Cita a ciegas




El restaurante se encontraba vacío. Me habían sentado en una esquina, frente a una ventana que daba a una plaza triangular. No estaba cómodo y no por la mesa o su situación, sino porque los camareros me observaban esperando quizá a que mi cita fallara y así tener algo de qué hablar.
Era la primera vez que acudía a una cita a ciegas y ella ya llegaba tarde. Miré el reloj por enésima vez para comprobar que no me había equivocado. Quince minutos de retraso no es demasiado, pero sí para que me pusiera nervioso, y para que los malditos camareros hicieran sus apuestas.

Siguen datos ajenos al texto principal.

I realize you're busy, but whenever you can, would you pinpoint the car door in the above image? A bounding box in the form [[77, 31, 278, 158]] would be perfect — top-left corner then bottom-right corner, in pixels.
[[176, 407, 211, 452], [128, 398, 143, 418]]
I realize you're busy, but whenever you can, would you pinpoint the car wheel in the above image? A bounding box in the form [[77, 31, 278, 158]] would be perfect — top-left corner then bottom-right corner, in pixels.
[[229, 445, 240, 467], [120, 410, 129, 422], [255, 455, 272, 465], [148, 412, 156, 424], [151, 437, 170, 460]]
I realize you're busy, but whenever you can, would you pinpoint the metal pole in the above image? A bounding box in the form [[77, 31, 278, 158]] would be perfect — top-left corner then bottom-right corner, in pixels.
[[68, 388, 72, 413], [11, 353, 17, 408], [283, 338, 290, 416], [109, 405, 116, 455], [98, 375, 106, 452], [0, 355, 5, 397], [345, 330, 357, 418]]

La puerta se abrió y todas las miradas se dirigieron hacia ella. Una mujer embutida en un abrigo rojo cruzaba la sala. Sus zapatos de tacones interminables resonaban en la estancia, esparciendo un aroma a perfume caro a su alrededor. Un camarero le sujetó cortésmente el abrigo, lo que hizo que todos los trabajadores allí presentes, incluido las féminas, me envidiaran. Un vestido ajustado envolvía un cuerpo de escándalo. No podía haber tenido más suerte. Todos enmudecieron. Me levanté para ayudarla a sentarse y así presentarme. Me dio dos besos que hizo que casi perdiera la consciencia. A uno de los camareros le falló el equilibrio y dejó caer la bandeja, menos mal que tan solo eran los entrantes, para hacer boca. Enseguida los sustituyeron. La cena transcurría entre risas y miradas furtivas. Todo estaba saliendo de fábula…
Alguien desde detrás de mí me tocaba el hombro. Era el dueño del restaurante.
—¡Señor! ¡Señor! Perdone, creo que su cita se demora demasiado. Y perdone mi atrevimiento, pero creó que se ha quedado dormido.